VENEZIA 71. MOSTRA INTERNAZIONALE D'ARTE CINEMATOGRAFICA - ORIZZONTI
I registi cattivi ma irresistibili di Louise Michel e di Mammouth tornano ed è lecito accorrere a guardarli con interesse ed una certa fervente aspettativa. Ci si aspetta l'esatto contrario di quanto iniziamo a vedere e continuiamo poi senza tregua nel prosieguo della vicenda: fotografia sgranata, andamento documentaristico come si trattasse di un diario intimo e personale: quello di un aspirante suicida, un mediocre e insignificante addetto di call center a cui una mattina spostano il turno di lavoro per la sera. Decide quindi di farsi un giro in bicicletta presso le vicine montagne, comunicando ai familiari (mai ripresi in volto, e non senza un motivo preciso, certamente legato all'indifferenza e all'apatia che l'uomo genera sui suoi cari e nei confronti del mondo intero) che sarebbe stato di ritorno dopo un'ora. Al contrario inizia per l'uomo, colto da uno stato quasi confusionale e affaticato dalle salite del percorso, un calvario personale di premeditazione di una morte a cui anela, ma a cui non vuole mai effettivamente arrivare: "per suicidarsi bisogna anche essere fortunati", dice tra sé e sé questo strano individuo, quasi rincuorato quando, nel momento in cui sta attuando i suoi propositi definitivi, passa sempre qualcuno ad interromperlo, a frenare la concretizzazionee del proprio desiderio.

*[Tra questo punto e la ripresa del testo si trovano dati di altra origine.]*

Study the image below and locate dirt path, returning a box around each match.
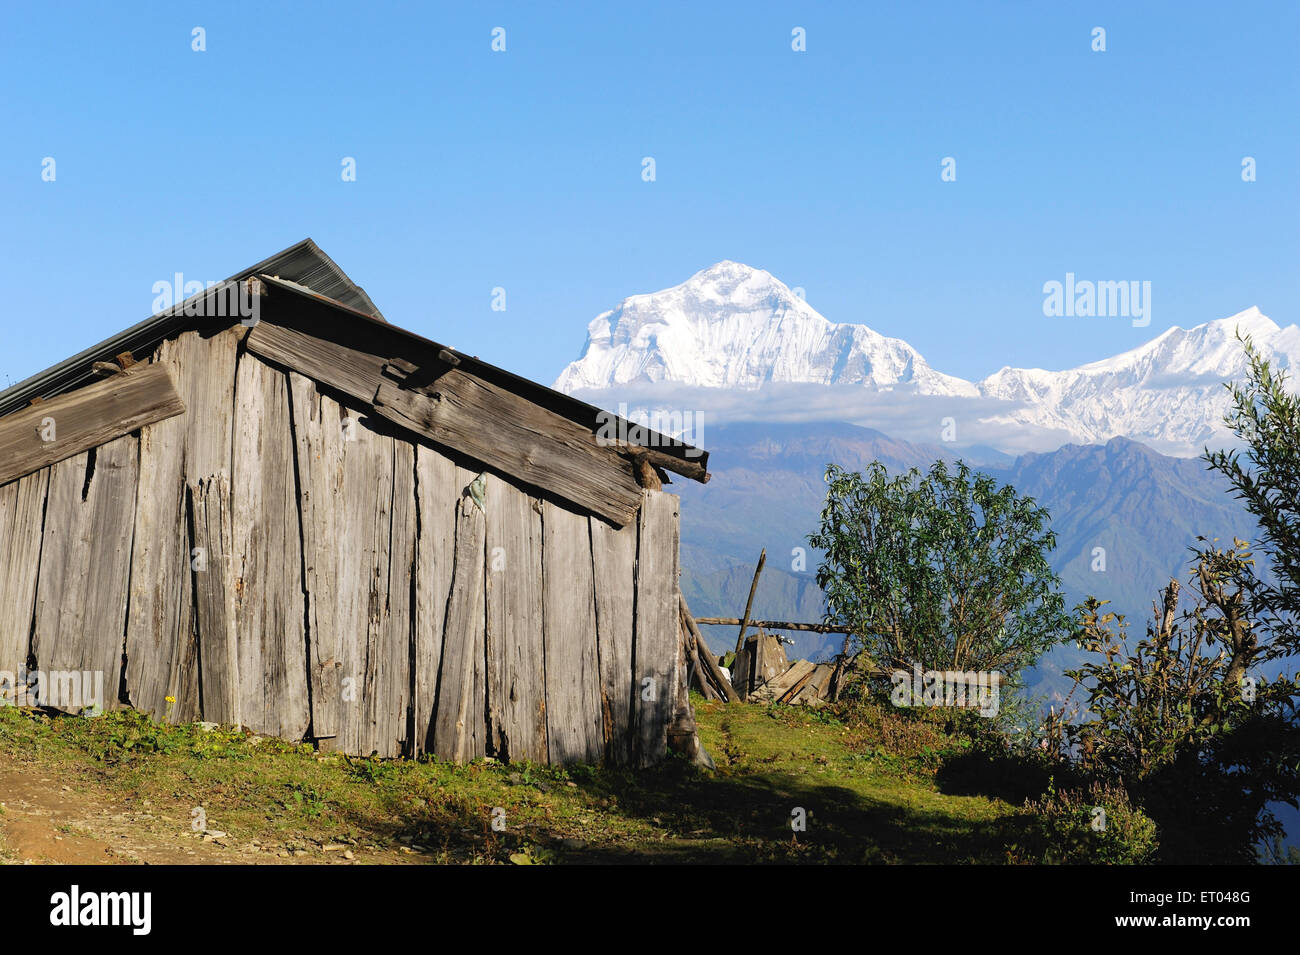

Un paio di incontri con uno strano barbone appassionato del gioco delle biglie (o qualcosa di molto simile con miniature di ciclisti) e una passante in auto che lo accoglie e soccorre, dando all'uomo finalmente la certezza che nulla può indurlo a ritornare a far parte della socità civile, fanno capire all'individuo che nulla può convincerlo a tornare a rapportarsi con altri esseri umani, né lavorativamente tramite il call center, né tanto meno nei rapporti coi faamiliari o i colleghi.

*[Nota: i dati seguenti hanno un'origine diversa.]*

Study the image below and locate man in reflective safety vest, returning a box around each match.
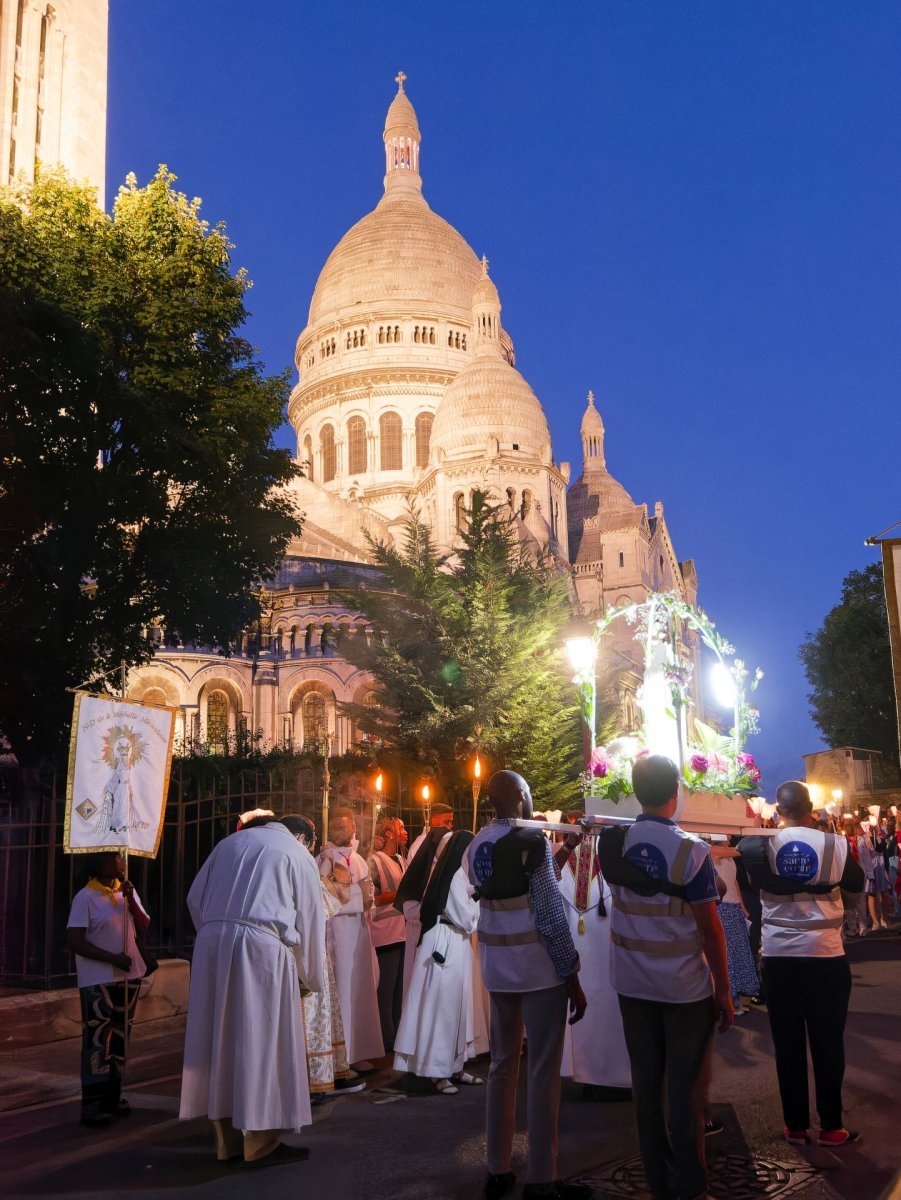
[738,781,864,1148]
[466,770,590,1200]
[602,754,731,1200]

Benoit Delephine e Gustave Kervern (anche attore quest'ultimo) dirigono lo stravagante scrittore Michel Houellebecq (noto soprattutto ma non solo per "Le particelle elementari", pure questo adattato per il grande schermo) in un delirante one-man-show sulla fine agognata e sulle difficoltà di attuare i propositi, sull'indifferenza del mondo circostante, ma pure della vittima, che rifiuta ogni dialogo e preferisce costruirsi dei monoliti di pietra a cui affibbiare i ruoli di moglie e figli, piuttosto che tornare a rapportarsi con loro.
Forse un pò (troppo) compiaciuto e furbetto, il film segna comunque una svolta interessante per la coppia di registi, anche se personalmente mi auguro che entrambi ritornino al fumettistico e caricaturale, macabro e oscuro mondo dei falsi eroi perdenti dei loro primi due riusciti esperimenti cinefili.